Fortunately this region was nowhere nearly as densely populated as the Paradise ridge, but the current estimate is that at least two thousand structures have been destroyed. Of course the fire is still burning, much of it in rugged terrain where suppression by ground crews is out of the question, and as long as any of it is burning there is always the chance that another shift of the weather, most significantly another windstorm, could send the conflagration into a new frenzy. Numerous small settlements, many dating back to the gold rush period, are still in danger even without wind.
Other pats of the state are still enduring fires as well, and I was surprised to learn that, while my attention was focused here over the last two days, neighborhoods in the San Gabriel Valley east of Los Angeles, with which I was long familiar, were under evacuation warnings.
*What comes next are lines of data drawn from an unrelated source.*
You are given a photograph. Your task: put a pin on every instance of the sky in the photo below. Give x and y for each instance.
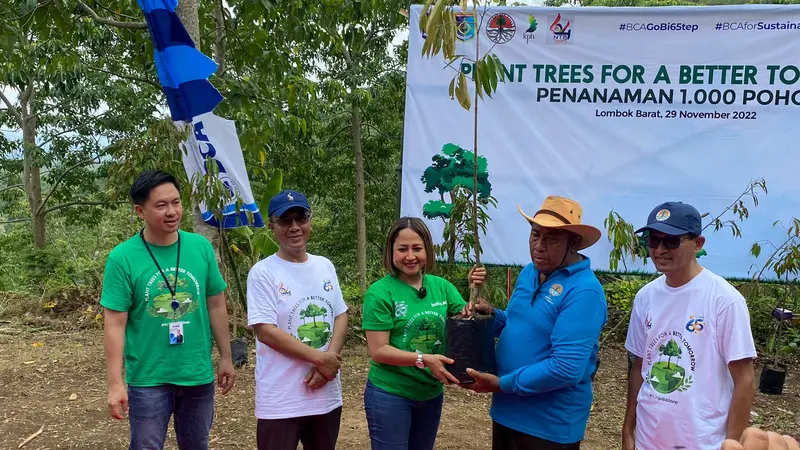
(12, 95)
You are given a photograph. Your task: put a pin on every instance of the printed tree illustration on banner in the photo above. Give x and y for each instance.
(442, 26)
(451, 169)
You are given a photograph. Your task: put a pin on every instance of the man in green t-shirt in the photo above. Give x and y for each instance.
(164, 300)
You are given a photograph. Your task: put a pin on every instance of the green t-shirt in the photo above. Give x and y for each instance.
(414, 324)
(133, 283)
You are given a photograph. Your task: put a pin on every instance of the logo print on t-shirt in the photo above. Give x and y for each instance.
(316, 314)
(159, 298)
(400, 309)
(695, 324)
(667, 374)
(423, 332)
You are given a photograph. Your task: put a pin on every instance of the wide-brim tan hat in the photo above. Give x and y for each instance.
(565, 214)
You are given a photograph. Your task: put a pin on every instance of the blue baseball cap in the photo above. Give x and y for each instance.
(286, 200)
(674, 219)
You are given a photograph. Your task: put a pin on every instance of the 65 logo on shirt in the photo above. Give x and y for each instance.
(695, 324)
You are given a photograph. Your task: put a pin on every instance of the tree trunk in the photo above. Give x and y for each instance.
(451, 247)
(187, 12)
(361, 226)
(31, 173)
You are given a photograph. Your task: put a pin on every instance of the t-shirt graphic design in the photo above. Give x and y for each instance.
(310, 321)
(667, 355)
(424, 331)
(159, 298)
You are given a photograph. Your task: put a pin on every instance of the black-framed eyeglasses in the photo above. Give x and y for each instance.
(670, 242)
(286, 222)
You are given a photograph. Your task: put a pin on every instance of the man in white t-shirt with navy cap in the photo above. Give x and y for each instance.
(692, 384)
(296, 308)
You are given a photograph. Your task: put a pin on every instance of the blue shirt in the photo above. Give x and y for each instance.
(547, 351)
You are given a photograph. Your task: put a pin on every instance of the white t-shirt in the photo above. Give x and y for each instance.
(301, 299)
(686, 337)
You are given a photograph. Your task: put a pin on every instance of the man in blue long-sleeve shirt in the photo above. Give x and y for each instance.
(548, 337)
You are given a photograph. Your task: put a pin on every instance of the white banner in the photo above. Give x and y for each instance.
(216, 138)
(620, 109)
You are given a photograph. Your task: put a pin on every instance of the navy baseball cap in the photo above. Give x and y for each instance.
(286, 200)
(674, 219)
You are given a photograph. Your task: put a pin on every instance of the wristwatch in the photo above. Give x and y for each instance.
(419, 362)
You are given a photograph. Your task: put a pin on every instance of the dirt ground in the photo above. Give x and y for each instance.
(56, 380)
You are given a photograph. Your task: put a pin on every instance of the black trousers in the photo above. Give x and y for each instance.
(504, 438)
(315, 432)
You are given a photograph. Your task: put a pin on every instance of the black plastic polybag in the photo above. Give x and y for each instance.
(470, 343)
(238, 352)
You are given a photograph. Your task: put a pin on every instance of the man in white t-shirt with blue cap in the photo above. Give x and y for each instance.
(296, 309)
(692, 384)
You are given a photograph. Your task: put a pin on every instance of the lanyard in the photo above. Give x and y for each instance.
(172, 289)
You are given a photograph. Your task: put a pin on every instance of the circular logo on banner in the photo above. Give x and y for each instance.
(501, 28)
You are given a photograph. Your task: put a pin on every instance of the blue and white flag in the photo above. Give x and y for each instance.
(183, 72)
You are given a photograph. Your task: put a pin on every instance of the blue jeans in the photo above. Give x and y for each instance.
(150, 408)
(398, 423)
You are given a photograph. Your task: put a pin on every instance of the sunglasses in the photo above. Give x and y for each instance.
(285, 222)
(670, 242)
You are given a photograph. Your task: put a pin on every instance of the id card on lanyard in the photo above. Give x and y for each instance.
(176, 336)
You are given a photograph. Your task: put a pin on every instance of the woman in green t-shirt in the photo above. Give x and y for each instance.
(404, 317)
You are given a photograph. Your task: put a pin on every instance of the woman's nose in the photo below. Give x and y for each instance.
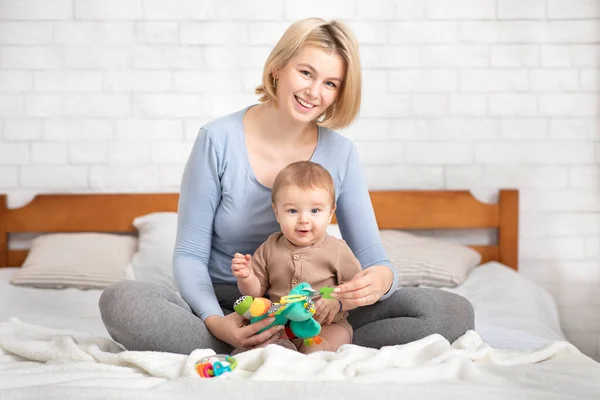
(311, 91)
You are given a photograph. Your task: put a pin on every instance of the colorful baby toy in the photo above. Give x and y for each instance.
(211, 366)
(295, 311)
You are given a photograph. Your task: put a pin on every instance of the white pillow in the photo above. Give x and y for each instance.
(153, 261)
(79, 260)
(423, 261)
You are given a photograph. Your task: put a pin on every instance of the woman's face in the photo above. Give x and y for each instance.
(309, 83)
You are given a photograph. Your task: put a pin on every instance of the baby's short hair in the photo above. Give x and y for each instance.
(306, 175)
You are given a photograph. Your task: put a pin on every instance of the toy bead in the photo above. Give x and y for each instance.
(211, 366)
(326, 292)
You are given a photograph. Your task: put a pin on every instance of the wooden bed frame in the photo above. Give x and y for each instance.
(393, 209)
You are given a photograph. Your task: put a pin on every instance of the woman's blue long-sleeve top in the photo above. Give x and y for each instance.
(224, 210)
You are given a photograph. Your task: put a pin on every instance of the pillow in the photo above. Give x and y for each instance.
(423, 261)
(153, 262)
(78, 260)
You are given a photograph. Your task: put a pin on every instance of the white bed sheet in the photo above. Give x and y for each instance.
(510, 311)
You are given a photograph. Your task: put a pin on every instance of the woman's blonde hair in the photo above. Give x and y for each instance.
(333, 36)
(306, 175)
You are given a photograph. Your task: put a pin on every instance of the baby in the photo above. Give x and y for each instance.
(303, 198)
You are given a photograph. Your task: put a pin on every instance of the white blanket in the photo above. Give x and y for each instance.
(37, 361)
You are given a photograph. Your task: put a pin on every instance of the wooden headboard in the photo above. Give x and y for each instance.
(393, 209)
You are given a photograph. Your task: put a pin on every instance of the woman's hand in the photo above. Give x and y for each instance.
(366, 288)
(235, 330)
(326, 310)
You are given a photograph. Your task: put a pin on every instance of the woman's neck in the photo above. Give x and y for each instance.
(277, 127)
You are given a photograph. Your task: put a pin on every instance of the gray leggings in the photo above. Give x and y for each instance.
(147, 316)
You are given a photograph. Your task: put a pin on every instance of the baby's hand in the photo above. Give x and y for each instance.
(326, 310)
(241, 265)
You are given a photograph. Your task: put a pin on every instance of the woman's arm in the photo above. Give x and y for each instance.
(199, 198)
(198, 201)
(358, 226)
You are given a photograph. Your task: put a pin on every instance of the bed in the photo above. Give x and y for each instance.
(53, 342)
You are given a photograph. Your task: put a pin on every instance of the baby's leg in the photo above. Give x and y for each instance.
(333, 336)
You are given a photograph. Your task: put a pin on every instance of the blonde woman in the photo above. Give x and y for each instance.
(311, 85)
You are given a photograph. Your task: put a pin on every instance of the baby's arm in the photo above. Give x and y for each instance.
(248, 283)
(251, 272)
(347, 265)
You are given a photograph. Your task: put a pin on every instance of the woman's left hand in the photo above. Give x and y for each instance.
(366, 288)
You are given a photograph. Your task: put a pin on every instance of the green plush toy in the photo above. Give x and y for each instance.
(295, 311)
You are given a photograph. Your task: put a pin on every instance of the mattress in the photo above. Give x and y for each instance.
(53, 344)
(510, 311)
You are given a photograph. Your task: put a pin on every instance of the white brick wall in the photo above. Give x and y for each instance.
(459, 94)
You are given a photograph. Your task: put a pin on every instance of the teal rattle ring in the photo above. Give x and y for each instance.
(218, 364)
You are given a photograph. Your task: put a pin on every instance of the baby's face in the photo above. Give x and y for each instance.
(303, 215)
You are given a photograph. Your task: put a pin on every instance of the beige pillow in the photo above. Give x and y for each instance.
(79, 260)
(422, 261)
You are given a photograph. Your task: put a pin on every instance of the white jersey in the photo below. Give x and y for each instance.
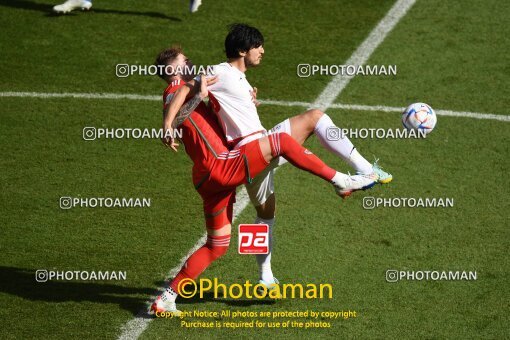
(236, 110)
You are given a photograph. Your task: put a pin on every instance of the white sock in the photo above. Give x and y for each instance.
(169, 295)
(264, 260)
(341, 147)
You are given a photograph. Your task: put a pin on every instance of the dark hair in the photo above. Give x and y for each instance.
(242, 38)
(165, 58)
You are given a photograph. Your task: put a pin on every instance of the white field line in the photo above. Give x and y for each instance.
(135, 327)
(354, 107)
(364, 51)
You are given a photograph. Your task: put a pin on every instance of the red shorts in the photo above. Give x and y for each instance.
(227, 171)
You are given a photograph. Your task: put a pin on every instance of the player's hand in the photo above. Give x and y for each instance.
(254, 97)
(204, 83)
(167, 140)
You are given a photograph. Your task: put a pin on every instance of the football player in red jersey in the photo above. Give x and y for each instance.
(217, 171)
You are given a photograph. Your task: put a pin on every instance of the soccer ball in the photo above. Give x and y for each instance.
(420, 117)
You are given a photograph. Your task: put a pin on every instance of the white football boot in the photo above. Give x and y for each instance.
(346, 185)
(71, 5)
(162, 305)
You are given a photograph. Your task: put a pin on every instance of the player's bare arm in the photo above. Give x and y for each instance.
(176, 112)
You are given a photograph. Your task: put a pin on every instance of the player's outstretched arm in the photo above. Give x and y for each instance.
(176, 112)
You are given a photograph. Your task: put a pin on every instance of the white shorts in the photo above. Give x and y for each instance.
(262, 186)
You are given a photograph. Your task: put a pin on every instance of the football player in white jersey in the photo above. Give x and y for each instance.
(234, 101)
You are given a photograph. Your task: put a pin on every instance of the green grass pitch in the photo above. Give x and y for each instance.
(451, 55)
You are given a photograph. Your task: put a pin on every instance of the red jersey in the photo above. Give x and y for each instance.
(202, 135)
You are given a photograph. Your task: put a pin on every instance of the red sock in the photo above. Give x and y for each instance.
(215, 247)
(283, 144)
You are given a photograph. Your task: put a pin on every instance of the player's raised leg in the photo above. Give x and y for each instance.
(266, 215)
(282, 144)
(330, 136)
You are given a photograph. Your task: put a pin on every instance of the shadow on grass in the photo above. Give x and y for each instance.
(22, 283)
(48, 9)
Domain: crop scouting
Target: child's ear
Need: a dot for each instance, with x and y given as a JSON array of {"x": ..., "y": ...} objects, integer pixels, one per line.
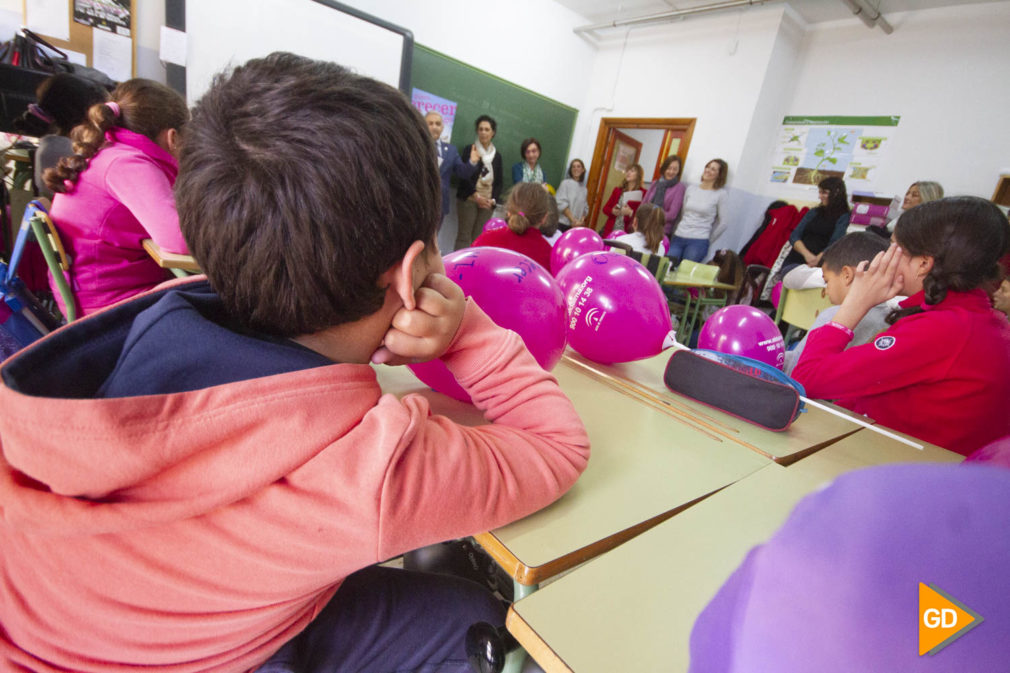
[{"x": 400, "y": 277}]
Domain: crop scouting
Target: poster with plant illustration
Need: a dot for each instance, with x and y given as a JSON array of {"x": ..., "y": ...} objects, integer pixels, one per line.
[{"x": 810, "y": 149}]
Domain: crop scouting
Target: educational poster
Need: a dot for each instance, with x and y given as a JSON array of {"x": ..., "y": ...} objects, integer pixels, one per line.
[
  {"x": 811, "y": 149},
  {"x": 111, "y": 15},
  {"x": 425, "y": 101}
]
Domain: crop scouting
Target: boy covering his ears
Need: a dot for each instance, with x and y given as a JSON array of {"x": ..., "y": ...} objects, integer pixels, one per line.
[{"x": 225, "y": 469}]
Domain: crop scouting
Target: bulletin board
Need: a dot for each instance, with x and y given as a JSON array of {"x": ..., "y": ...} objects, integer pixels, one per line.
[
  {"x": 82, "y": 38},
  {"x": 519, "y": 112}
]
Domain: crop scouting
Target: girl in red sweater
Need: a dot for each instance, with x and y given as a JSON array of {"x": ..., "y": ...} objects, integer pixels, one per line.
[{"x": 941, "y": 372}]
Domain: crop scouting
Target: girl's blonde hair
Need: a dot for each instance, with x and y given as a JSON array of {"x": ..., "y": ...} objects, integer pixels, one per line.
[
  {"x": 527, "y": 206},
  {"x": 650, "y": 220}
]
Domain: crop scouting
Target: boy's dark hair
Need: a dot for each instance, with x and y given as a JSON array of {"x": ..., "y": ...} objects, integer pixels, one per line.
[
  {"x": 300, "y": 183},
  {"x": 63, "y": 103},
  {"x": 851, "y": 249},
  {"x": 966, "y": 235},
  {"x": 837, "y": 197}
]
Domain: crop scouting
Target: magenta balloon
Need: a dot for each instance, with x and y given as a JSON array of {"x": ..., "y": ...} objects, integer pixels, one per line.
[
  {"x": 743, "y": 330},
  {"x": 616, "y": 309},
  {"x": 495, "y": 223},
  {"x": 577, "y": 241},
  {"x": 515, "y": 292}
]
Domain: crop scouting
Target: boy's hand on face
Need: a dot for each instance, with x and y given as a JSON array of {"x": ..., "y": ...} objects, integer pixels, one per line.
[
  {"x": 426, "y": 330},
  {"x": 875, "y": 283}
]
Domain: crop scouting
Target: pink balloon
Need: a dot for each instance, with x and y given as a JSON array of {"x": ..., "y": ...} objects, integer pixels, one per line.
[
  {"x": 777, "y": 294},
  {"x": 494, "y": 224},
  {"x": 743, "y": 330},
  {"x": 516, "y": 293},
  {"x": 577, "y": 241},
  {"x": 616, "y": 309}
]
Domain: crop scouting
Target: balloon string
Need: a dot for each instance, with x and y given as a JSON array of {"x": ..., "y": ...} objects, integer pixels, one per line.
[{"x": 866, "y": 424}]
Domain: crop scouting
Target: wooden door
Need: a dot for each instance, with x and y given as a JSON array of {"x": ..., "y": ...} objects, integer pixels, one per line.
[
  {"x": 622, "y": 153},
  {"x": 602, "y": 179}
]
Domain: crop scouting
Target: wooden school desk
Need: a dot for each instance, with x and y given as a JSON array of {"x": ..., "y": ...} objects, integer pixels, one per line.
[
  {"x": 632, "y": 609},
  {"x": 810, "y": 431},
  {"x": 644, "y": 467},
  {"x": 180, "y": 265}
]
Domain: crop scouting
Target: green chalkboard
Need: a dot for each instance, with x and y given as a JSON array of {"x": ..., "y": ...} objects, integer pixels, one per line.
[{"x": 520, "y": 113}]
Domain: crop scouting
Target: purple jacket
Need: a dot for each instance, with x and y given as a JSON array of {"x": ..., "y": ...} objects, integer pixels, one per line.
[
  {"x": 672, "y": 202},
  {"x": 122, "y": 197}
]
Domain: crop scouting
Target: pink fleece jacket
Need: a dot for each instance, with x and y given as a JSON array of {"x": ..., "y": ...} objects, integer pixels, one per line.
[
  {"x": 200, "y": 531},
  {"x": 122, "y": 197}
]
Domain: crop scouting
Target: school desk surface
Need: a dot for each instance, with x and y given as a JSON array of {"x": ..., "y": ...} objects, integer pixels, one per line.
[
  {"x": 644, "y": 468},
  {"x": 811, "y": 430},
  {"x": 632, "y": 609}
]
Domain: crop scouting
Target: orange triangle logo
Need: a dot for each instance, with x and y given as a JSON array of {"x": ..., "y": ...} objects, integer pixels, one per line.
[{"x": 942, "y": 619}]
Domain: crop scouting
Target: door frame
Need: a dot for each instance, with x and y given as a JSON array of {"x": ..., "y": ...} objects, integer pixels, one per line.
[{"x": 604, "y": 141}]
This included parts of Altadena, Pasadena, Sierra Madre, Arcadia, Monrovia, and Duarte. And while I was complaining about the 109 degree high we suffered Monday, parts of the San Gabriel Valley got up to 117, and then only went down into the low nineties at night, while I was being annoyed by our lows in the mid-seventies.
I haven't looked up the current weather down there, but tonight Chico is downright chilly. If it didn't smell so bad it would be very pleasant outside. I've got the fan on, since the HVAC filters out at least part of the smoke, but I don't dare open the windows. Even with only the fan on the apartment already smells pretty bad, and I don't want it to get even worse. I don't know when we'll get to breathe fresh air again, but I expect the current fires to keep burning for weeks, and as it's only early September there is still a high probability that more fires will get started before the season ends. Or maybe I should say if the season ends. Given this year's record so far I wouldn't be surprised if no rain falls until next year. And maybe it won't fall even then. My capacity for optimism seems to have gone up in flames.